Çocuk’ güvende tutulan, şımartılan bir şeydir, dünyanın gerçekleri ondan gizlenir, oyun peşinde yıllarını harcamasına izin verilir, bilgeliğe okula giderek ulaşabileceğini sanan bir varlıktır çocuk. Oysa sizin de yaşayamadığınız ‘çocukluk’ denen şey, benim gücümün yetmeyeceği bir lükstür. ‘Çocukluk’ hakkındaki asıl gerçek dünyanın en asılsız hikâyelerinde yatar. Canavarlar ve iblislerle yüzleşen çocuklar, ancak korkusuz davranırlarsa hayatta kalırlar. Açlıktan ölme tehlikesiyle karşı karşıya kalan çocuklar, ancak dileklerini yerine
getirecek büyülü balığı özgür bırakırlarsa yaşarlar. Trollerin canlı canlı yemek istediği çocuklar, ancak onları güneş doğana kadar oyalayabilirlerse canlarını kurtarırlar, çünkü bu korkunç yaratıklar gün ışığında taşa dönüşür.
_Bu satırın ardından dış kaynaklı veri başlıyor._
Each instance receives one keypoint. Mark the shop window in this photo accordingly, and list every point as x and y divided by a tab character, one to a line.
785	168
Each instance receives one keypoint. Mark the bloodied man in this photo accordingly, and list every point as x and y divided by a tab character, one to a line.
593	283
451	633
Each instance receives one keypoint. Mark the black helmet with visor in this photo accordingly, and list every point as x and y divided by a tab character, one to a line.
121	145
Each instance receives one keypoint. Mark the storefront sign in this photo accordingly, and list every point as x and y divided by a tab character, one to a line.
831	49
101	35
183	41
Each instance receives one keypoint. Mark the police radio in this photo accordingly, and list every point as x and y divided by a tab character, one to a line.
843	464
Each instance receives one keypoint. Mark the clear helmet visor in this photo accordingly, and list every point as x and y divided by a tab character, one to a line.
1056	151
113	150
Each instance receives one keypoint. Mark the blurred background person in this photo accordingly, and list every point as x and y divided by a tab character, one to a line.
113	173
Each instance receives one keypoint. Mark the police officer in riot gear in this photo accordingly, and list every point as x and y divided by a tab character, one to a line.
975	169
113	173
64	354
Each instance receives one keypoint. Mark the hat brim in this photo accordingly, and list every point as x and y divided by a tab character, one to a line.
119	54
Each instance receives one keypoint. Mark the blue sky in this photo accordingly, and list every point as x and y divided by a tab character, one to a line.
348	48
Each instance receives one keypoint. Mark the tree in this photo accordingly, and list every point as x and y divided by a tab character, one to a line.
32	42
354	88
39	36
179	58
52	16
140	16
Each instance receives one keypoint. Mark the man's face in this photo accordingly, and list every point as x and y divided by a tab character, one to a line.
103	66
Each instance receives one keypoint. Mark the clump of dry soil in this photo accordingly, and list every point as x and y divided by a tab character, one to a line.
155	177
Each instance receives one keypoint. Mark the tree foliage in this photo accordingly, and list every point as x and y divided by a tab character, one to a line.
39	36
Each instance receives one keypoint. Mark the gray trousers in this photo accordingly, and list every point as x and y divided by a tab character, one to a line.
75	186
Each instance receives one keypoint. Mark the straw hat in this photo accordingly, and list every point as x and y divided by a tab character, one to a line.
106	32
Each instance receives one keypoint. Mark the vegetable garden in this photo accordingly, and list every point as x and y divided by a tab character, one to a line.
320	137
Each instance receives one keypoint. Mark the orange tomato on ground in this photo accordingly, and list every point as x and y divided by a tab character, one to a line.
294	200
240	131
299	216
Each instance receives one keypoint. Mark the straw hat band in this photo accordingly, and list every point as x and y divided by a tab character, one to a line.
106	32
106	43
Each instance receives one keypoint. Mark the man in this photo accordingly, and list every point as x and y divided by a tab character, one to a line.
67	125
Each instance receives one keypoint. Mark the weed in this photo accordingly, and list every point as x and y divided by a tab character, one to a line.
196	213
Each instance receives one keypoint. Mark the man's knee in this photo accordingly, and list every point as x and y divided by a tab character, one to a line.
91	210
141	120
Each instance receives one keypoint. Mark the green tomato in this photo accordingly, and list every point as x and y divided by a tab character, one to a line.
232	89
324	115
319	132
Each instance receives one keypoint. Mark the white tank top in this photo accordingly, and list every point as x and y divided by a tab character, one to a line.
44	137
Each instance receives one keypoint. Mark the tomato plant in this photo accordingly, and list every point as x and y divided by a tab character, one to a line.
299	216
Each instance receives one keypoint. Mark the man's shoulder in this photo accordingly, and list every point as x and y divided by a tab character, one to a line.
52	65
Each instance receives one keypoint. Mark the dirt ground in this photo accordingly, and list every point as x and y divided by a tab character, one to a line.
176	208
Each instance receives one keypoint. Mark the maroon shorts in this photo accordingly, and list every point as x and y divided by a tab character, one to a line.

Bir çocuk geleceği görmek için fasulyelerden fal bakmayı bilmeli, kadınlara ve erkeklere istediğini yaptırmak için fasulyelerin gücünü kullanmaktan anlamalı ve böyle
sihirli fasulyelerin büyüdüğü fasulye sırığını yetiştirmeyi bilmelidir. Bir yetim, çocukluğun abartılmış halidir. Bizim hayatlarımız masallar ve aşırılıklarla doludur.”